All this tends to exasperate Mr. Mercado, a no-nonsense type who, apart from occasionally lusting after a 1956 Crown Victoria, is mainly interested in efficiency - and a little more understanding. When asked what one thing he would most like to help him do his job better, he doesn't ask for more workers or more money for the system.
"What I would really like to see here is a better understanding between the suburbs and Detroit about how actually we do our work. And that way we wouldn't have as much of a conflict as we do now."
Mr. Mercado isn't naturally on anyone's side in this old and dreary racial and geographic divide. He is neither Anglo, African-American, nor a native of these parts. A 52-year-old Hispanic guy from the Bronx, he has spent his life working in and on a wide variety of public and private water and sewer systems from Delaware to Puerto Rico.
He knows what it is to go down a broken sewer main and look at a problem.
The good news is that Detroit's system is really not in terrible shape, he says. "The water itself is the best or among the best in the nation." The rates are reasonable, and the facilities, while in some cases aging, seem to work tolerably well.
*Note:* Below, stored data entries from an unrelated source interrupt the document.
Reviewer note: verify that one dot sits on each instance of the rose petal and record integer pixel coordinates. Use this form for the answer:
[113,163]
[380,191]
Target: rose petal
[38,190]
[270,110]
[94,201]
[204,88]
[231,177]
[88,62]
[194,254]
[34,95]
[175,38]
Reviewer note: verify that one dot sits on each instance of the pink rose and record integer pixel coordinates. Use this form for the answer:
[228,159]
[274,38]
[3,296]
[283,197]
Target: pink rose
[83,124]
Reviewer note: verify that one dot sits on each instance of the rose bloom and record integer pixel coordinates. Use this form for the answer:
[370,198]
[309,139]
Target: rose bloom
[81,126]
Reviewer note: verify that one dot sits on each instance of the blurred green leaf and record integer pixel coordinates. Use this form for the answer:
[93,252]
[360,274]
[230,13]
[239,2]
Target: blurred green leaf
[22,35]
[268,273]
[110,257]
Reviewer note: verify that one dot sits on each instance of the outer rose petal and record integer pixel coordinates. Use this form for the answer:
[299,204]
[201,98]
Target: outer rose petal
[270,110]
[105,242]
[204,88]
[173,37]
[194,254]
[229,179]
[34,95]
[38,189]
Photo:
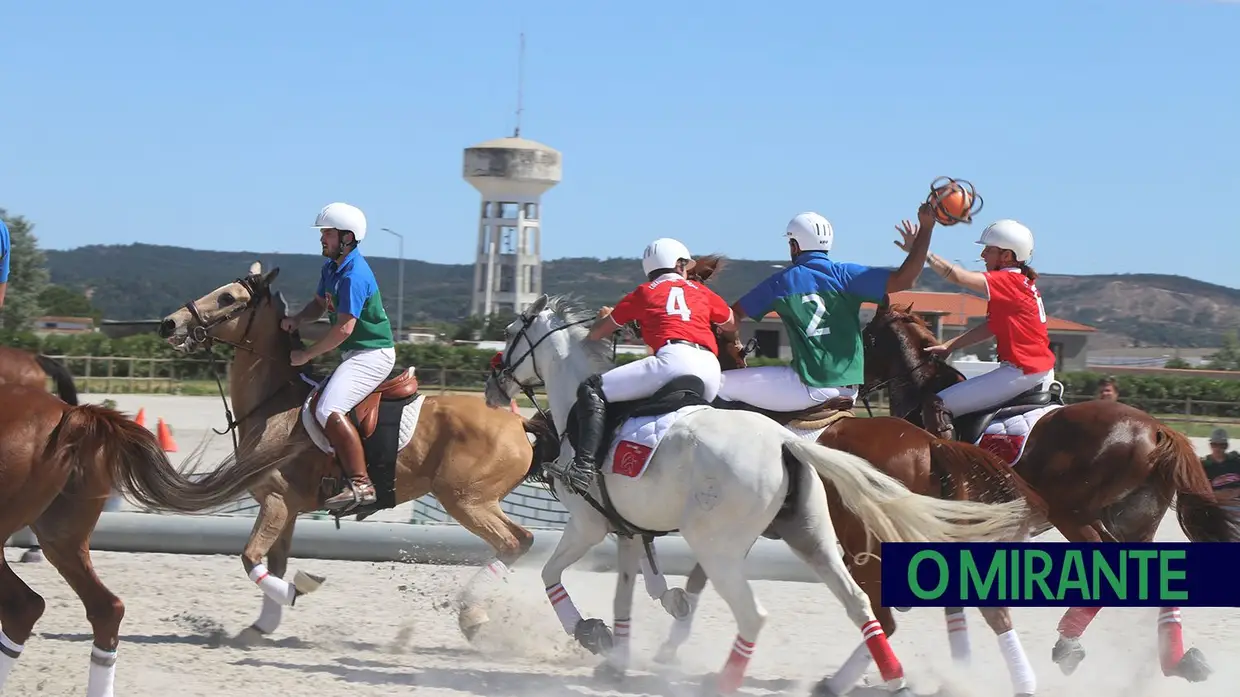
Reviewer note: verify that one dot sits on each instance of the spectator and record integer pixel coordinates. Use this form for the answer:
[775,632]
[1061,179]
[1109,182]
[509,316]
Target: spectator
[1109,390]
[1223,468]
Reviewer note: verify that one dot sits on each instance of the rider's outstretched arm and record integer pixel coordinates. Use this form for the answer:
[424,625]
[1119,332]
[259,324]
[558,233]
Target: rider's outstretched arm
[961,277]
[904,277]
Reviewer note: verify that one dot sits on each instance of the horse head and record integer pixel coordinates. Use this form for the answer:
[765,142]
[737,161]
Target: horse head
[225,315]
[546,341]
[732,354]
[895,342]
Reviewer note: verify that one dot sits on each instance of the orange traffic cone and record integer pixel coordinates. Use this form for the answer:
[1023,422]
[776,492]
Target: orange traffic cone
[165,437]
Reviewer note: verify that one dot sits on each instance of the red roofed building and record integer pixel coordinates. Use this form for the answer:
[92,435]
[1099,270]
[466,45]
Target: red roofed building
[949,314]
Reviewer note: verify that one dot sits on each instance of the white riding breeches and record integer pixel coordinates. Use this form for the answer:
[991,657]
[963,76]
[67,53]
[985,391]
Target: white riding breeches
[776,388]
[992,388]
[357,376]
[646,376]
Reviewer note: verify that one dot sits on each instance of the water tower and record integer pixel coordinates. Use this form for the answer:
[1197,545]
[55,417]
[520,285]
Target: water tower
[511,174]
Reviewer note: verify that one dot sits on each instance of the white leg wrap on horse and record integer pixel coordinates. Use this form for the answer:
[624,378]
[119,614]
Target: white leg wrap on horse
[619,655]
[103,671]
[273,586]
[1023,680]
[9,652]
[957,636]
[852,671]
[269,617]
[655,582]
[564,608]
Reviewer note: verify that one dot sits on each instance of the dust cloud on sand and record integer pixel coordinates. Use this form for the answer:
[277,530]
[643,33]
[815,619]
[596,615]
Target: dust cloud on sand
[391,629]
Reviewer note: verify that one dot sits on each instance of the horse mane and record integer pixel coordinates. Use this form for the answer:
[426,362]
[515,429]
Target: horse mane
[569,310]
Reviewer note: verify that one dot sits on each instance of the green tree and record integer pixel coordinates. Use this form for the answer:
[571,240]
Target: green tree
[27,274]
[1226,359]
[65,303]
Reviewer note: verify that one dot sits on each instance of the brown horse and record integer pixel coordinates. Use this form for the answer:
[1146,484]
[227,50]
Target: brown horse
[58,464]
[455,447]
[22,367]
[924,464]
[1105,470]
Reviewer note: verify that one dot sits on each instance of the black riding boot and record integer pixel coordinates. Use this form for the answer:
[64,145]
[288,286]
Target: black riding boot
[590,417]
[938,419]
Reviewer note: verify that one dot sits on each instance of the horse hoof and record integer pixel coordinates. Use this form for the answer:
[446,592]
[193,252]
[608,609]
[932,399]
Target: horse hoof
[1192,666]
[606,672]
[308,582]
[666,656]
[470,620]
[593,635]
[1068,654]
[676,602]
[822,690]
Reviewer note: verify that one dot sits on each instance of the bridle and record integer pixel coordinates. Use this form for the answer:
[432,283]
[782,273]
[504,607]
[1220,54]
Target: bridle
[902,378]
[199,337]
[504,368]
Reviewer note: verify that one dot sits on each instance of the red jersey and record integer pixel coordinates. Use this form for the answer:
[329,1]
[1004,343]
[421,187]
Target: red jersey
[1018,320]
[673,308]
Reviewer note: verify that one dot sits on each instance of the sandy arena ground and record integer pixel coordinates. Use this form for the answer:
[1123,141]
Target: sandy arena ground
[382,629]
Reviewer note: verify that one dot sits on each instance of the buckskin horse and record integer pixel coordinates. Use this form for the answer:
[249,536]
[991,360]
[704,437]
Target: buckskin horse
[920,461]
[22,367]
[1106,471]
[719,478]
[454,447]
[58,464]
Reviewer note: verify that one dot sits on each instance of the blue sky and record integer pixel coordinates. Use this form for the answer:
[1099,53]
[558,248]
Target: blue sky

Then why is Mr. Mercado going to ask for a water rate increase that will average 7.5 percent a year? That follows a 9 percent raise last year, both numbers substantially more than inflation. In fact, if approved, some suburbs will pay considerably more than that.
The reason, he argues persuasively, has nothing to do with trying to make money off the suburbs - or indeed to make a profit at all. "I think there is a lack of understanding as to how rates are set," he said. "People should come to our board meetings - they are open to the public, and they are posted on our web site (www.dwsd.org). What we charge the suburbs is based on cost of service. This has something to do with how far away they are - but also on how much water they use and how consistently they use it."
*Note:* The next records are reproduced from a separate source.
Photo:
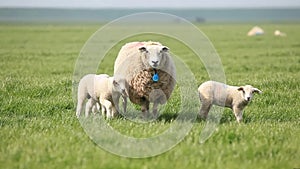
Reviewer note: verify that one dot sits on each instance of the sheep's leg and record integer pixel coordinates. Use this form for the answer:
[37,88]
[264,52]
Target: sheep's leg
[205,107]
[238,114]
[88,106]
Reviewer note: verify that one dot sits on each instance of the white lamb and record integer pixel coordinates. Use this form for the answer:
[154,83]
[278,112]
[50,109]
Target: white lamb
[215,93]
[149,71]
[103,90]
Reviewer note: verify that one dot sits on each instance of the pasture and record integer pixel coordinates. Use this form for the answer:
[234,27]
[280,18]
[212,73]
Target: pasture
[39,129]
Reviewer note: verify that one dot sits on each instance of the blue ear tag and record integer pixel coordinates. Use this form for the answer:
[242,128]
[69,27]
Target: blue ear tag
[155,77]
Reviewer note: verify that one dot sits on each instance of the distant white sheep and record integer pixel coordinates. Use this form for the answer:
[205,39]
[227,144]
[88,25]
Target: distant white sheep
[215,93]
[103,90]
[149,71]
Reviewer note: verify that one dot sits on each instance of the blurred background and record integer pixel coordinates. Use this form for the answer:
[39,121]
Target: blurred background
[107,10]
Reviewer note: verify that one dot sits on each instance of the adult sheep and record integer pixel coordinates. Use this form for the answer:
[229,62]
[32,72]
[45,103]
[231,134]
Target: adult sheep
[149,71]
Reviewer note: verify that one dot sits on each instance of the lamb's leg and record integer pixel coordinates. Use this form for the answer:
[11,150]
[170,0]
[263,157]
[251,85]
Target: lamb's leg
[80,101]
[116,98]
[205,107]
[238,114]
[124,104]
[155,106]
[95,108]
[88,106]
[103,110]
[145,108]
[108,106]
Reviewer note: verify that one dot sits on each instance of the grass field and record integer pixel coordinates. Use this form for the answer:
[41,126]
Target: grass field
[38,127]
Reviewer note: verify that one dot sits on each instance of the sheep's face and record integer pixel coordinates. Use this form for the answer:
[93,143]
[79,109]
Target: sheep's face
[154,55]
[120,86]
[248,92]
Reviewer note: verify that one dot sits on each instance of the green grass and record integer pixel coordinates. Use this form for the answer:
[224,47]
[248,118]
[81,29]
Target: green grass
[38,127]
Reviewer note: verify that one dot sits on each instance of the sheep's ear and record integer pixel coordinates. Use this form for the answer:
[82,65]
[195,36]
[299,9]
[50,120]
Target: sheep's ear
[256,90]
[115,82]
[241,88]
[143,49]
[164,49]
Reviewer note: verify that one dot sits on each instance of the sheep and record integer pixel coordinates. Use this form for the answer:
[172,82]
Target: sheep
[236,98]
[101,90]
[149,71]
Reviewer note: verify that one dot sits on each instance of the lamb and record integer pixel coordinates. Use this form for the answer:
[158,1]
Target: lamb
[236,98]
[103,90]
[149,71]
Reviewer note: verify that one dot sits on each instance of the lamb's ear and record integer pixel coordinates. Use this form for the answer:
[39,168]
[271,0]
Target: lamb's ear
[164,49]
[256,90]
[241,88]
[143,49]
The suburbs also piggyback their own charges, and rate increases, onto the city's, which sometimes leaves suburbanites the impression that their entire bill goes to downtown Detroit, when it may be less than half.
Rates are set based on the cost of providing services at peak usage times. (For sewer use, the peak is always during commercial breaks in the Super Bowl.)
"Basically, we are keeping our costs flat. The only increases are because of capital improvements," he said. Last year, a water main broke on the east side that dated to 1877, a year when Detroit had barely 100,000 people. In the summer, they often pump a billion gallons of clean water a day, and can treat even more sewage.
He gets testy when asked his salary; $240,000 - more than the mayor or the governor. Not that he doesn't earn it. Imagine what it would mean to civilization in Detroit or Toledo or any other place if the water and sewer system broke down. Making sure that most people never have reason to think about that may be the biggest part of Victor Mercado's job.